In Saimaa, local food and cultural traditions go hand in hand. In the year of celebration 2024, arts, culture and food form a tasty union that you can enjoy in different parts of Eastern Finland. The top professionals working in art, culture and gastronomy serve the best parts of Saimaa to all visitors. 

Delicious food makes wonders, it awakens our senses. Combined with unique art experiences it nourishes our souls too. I welcome visitors to enjoy the wonderful hospitality, symphony of flavours and all the riches that we have to offer. 

– Ms. Anni Korhonen, Hostess of Puukarin Pysäkki Inn, cook, musician, organic farmer and blood letter

New potatoes of the season, spring onions with butter and wild herb salad

800 g new potatoes 
200 g of spring onions
200 g of butter
Sea salt

Recipe by Chef Ilkka Arvola

New potatoes
Wash the potatoes and boil them in salted water until they are fork-tender.

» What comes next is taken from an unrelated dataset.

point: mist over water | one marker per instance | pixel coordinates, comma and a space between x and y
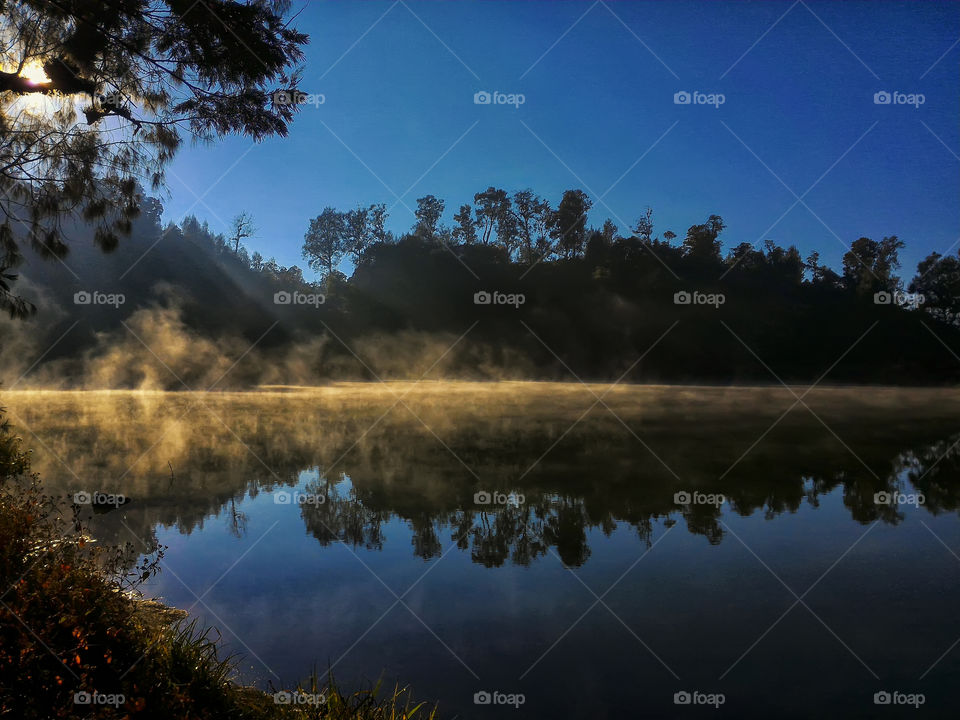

Pour off the water and let the potatoes rest under the lid for about 5 minutes. Serve with spring onion butter and wild herb salad.

Spring onions with butter
Chop the white parts of the spring onions and simmer them in butter on a low heat for 15 minutes. Add the chopped stems and simmer more for 5 minutes. Season with salt.

Wild herb salad
Prepare a salad of young wild vegetable shoots. Pick, for example, wild goutweed, stonecrop, dandelion and lady’s mantle. Rinse with cold water and dry gently. Mix with olive oil in a bowl and serve.